Habilitanci, którzy złożyli wnioski o wszczęcie postępowania w ub. roku muszą uzbroić się w anielską cierpliwość. Obowiązująca ich do 30 .04.2019 r. ustawa o stopniach naukowych i tytułach naukowych z 2003 r. (z późn.zm.) wprowadziła sześciotygodniowy termin procedowania recenzenckiego. Jest to jednak - biorąc pod uwagę podział terminów ze względu na skutki prawne - termin porządkowy (instrukcyjny), a nie termin zawity. Oznacza to, że przygotowanie recenzji po tym terminie nie czyni jej nieskuteczną. Osoba otrzymująca zadanie napisania recenzji osiągnięć naukowych kandydata powinna wykonać je w ciągu sześciu tygodni, ale jeśli tego nie uczyni, nie można tego zakwestionować czy zaskarżyć.

Musiałaby wykonać zadanie w ciągu 6 tygodni, gdyby ów termin był zawity, ale takim on nie jest. Tym samym przewodniczący komisji habilitacyjnych mogą jedynie prosić dziekanów, a obecnie przewodniczących organu uczelnianego upoważnionego do nadawania stopni naukowych w ramach danej dyscypliny naukowej, by stosownym pismem czy telefoniczną rozmową wpłynęli na recenzenta, który znacząco przekracza ów termin.

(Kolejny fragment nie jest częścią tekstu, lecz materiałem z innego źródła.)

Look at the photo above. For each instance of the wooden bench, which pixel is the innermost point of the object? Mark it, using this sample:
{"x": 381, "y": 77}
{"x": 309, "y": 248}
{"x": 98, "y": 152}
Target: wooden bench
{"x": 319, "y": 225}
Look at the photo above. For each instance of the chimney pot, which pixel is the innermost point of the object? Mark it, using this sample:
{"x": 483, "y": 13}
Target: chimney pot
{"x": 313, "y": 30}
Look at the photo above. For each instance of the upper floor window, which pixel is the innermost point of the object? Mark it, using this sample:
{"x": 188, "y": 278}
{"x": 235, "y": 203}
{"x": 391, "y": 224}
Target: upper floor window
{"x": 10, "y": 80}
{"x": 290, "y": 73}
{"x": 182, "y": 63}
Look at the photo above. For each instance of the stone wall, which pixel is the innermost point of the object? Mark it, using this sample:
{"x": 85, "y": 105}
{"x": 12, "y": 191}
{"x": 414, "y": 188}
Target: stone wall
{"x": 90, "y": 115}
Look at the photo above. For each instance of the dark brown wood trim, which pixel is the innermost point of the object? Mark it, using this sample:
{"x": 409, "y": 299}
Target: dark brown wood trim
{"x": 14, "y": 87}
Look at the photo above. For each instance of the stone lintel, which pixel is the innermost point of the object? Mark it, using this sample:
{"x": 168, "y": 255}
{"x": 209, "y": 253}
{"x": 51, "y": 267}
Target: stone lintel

Ustawodawca prawdopodobnie wprowadził przed 9 laty termin instrukcyjny licząc się z tym, że recenzent może potrzebować znacznie więcej czasu na rzetelne i obiektywne sporządzenie recenzji. Osiągnięcia habilitantów są nieporównywalne nie tylko ilościowo, objętościowo, ale także ze względu na zastosowane przez nich metody badań, co do których poprawności mogą rodzić się wątpliwości.

Są też zdarzenia losowe (np. choroby) czy przysługujące nauczycielom akademickim przerwy od wykonywania obowiązków służbowych (np. ferie, święta państwowe i religijne itp.), które w naturalny sposób opóźniają wykonanie zadania. Byłoby dobrze, gdyby recenzenci informowali o potencjalnych opóźnieniach przewodniczącego komisji habilitacyjnej. Pozostali bowiem członkowie komisji czekają także z niecierpliwością, kiedy będą mogli uczestniczyć w posiedzeniu komisji, by zapoznać ją z własną opinią.